Although he's far from a household name, it's hard to imagine the existence of New Orleans R&B without Cosimo Matassa. As owner and engineer at J&M Studios, housed in a reworked grocery store on Rampart Street, Matassa saw the birth of R&B, rock & roll, and soul pass through his doors between 1945 and 1956, and he was responsible for the early hits of Fats Domino, Little Richard, and many others during his tenure there. This amazing four-disc, 120-track box tells that story, and it is filled with marvelous recordings that burst with energy and vitality. There's so much to be astounded at here, and not just the steady rhythmic warmth of the Fats Domino sides or the ferocious energy that crackles from each and every Little Richard track ("Tutti Frutti," "Long Tall Sally," "Rip It Up," "Ready Teddy," "The Girl Can't Help It," "Heebie Jeebies"). There's also Smiley Lewis' piano and horn rendition of "Don't Jive Me" (not to mention his original version of "I Hear You Knocking"), Lloyd Price's sturdy "Lawdy Miss Clawdy," Dave Bartholomew's wry treatise on barroom crime, "Who Drank My Beer While I Was in the Rear," and Clarence Garlow's easy rolling "New Bon Ton Roulay." There's Professor Longhair's classic "Tipitina," Sugar Boy & His Cane Cutters' timeless "Jock-A-Mo," the Hawks' bright and infectious "It's Too Late Now" and Wee Willie Wayne's whistle and percussion gem, "Travelin' Mood." Then there's Huey "Piano" Smith's delightfully clanging and steamrolling "Everybody's Whalin', "Clarence "Frogman" Henry's unique "Ain't Got No Home" and Earl King's crisply rocking "You Can Fly High." Cosimo MatassaCosimo MatassaIt all adds up to a truly impressive legacy, and again, it's impossible to imagine New Orleans R&B without the hand of Cosimo Matassa upon it. Matassa eventually had three studios in New Orleans, including Jazz City Studio on Camp Street, as well as a record pressing plant called Superior Plastic, and the record label he started in the late '50s, Rex Records. Later still he helped set up Sea-Saint Studio.

Mr. Metassa was given a lifetime achievement award at the 2007 Grammys and inducted into the Rock and Roll Hall of Fame in 2012 for the vaunted output of his J & M Recording Studio. (The initials were those of both his father, John, and his father’s business partner, Joe Mancuso.) The hall designated the original studio, the first of four ever-bigger iterations, a “rock and roll landmark” in 2010.

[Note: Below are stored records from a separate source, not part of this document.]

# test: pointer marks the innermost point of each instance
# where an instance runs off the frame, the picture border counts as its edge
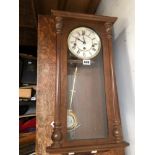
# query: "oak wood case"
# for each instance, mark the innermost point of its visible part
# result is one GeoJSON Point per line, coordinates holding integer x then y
{"type": "Point", "coordinates": [64, 22]}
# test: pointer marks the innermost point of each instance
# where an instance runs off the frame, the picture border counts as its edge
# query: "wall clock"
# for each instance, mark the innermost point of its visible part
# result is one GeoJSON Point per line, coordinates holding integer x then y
{"type": "Point", "coordinates": [87, 118]}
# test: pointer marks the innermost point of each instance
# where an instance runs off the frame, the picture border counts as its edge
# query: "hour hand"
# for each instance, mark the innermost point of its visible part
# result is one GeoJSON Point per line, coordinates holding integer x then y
{"type": "Point", "coordinates": [78, 39]}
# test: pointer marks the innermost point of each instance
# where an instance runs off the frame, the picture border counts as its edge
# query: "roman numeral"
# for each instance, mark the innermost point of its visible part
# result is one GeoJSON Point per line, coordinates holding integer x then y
{"type": "Point", "coordinates": [83, 32]}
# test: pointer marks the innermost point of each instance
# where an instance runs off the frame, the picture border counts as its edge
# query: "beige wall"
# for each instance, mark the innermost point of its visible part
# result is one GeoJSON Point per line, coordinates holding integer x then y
{"type": "Point", "coordinates": [123, 49]}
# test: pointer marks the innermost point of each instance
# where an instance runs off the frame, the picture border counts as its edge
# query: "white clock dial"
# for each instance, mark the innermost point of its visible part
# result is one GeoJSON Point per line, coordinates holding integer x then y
{"type": "Point", "coordinates": [84, 43]}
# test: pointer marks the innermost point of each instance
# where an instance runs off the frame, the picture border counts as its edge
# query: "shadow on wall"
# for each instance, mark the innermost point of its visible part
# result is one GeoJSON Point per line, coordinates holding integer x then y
{"type": "Point", "coordinates": [125, 88]}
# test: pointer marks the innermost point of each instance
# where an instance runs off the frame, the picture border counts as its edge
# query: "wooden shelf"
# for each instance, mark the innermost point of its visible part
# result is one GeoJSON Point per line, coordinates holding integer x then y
{"type": "Point", "coordinates": [27, 115]}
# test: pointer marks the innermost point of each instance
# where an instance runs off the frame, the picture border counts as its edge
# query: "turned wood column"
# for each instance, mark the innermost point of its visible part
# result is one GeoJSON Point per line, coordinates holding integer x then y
{"type": "Point", "coordinates": [57, 133]}
{"type": "Point", "coordinates": [116, 122]}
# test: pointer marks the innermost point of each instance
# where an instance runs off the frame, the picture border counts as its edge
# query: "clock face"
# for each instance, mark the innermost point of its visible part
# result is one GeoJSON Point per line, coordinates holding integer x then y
{"type": "Point", "coordinates": [84, 43]}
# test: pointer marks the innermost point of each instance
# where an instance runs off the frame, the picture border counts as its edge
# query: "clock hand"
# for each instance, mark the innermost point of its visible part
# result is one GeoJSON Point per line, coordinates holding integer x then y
{"type": "Point", "coordinates": [78, 39]}
{"type": "Point", "coordinates": [83, 33]}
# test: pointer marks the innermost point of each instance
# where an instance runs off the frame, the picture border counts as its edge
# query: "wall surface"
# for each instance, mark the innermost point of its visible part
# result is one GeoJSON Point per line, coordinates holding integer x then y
{"type": "Point", "coordinates": [123, 50]}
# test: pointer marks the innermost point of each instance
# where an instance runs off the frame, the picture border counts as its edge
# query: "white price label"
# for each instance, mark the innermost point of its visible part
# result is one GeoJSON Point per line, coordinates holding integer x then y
{"type": "Point", "coordinates": [87, 62]}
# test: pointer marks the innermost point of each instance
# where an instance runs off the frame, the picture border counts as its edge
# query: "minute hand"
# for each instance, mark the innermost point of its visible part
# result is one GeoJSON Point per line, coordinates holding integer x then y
{"type": "Point", "coordinates": [78, 39]}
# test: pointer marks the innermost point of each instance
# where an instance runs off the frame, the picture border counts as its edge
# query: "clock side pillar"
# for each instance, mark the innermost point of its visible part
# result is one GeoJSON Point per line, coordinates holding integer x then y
{"type": "Point", "coordinates": [57, 133]}
{"type": "Point", "coordinates": [116, 121]}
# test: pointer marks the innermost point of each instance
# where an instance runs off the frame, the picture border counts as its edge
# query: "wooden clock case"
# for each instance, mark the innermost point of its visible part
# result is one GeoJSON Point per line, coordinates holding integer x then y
{"type": "Point", "coordinates": [64, 22]}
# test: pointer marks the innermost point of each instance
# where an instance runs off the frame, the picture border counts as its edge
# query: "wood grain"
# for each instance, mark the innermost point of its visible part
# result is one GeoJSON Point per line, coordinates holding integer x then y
{"type": "Point", "coordinates": [45, 83]}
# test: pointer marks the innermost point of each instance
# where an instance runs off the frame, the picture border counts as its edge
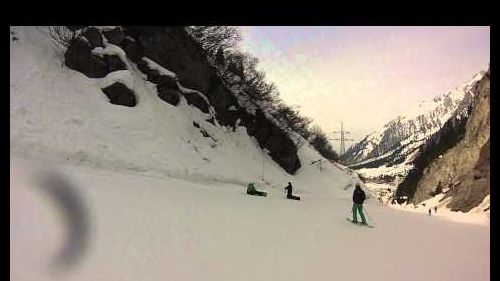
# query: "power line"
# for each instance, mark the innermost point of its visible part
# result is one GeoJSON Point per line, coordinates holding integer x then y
{"type": "Point", "coordinates": [343, 138]}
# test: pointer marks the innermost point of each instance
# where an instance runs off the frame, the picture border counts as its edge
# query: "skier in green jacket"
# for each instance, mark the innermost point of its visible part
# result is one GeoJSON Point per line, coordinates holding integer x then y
{"type": "Point", "coordinates": [252, 191]}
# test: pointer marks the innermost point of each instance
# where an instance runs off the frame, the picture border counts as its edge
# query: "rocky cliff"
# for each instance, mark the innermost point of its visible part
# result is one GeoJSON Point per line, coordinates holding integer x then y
{"type": "Point", "coordinates": [455, 160]}
{"type": "Point", "coordinates": [153, 50]}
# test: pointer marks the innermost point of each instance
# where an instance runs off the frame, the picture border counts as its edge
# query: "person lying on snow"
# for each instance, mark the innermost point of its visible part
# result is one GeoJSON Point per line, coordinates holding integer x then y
{"type": "Point", "coordinates": [289, 195]}
{"type": "Point", "coordinates": [252, 191]}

Matassa retired from the music business in the 1980s to manage the family's food store Matassa's Market in the French Quarter.

The fact is the songs that Cosimi Matassa recorded and engineered over 50 years ago were all at the top of the Cashbox Charts and we thought it fitting that his name came out of the shadows for all to read about here.

Cosimo Matassa died on September 11, 2014 at the age of 88 in the place he loved best, New Orleans. We know and love the songs. Most of us just didn't know his name. Hopefully, this story will help a little to bring this trailblazer in music out of the shadows and into the spotlight where he belongs.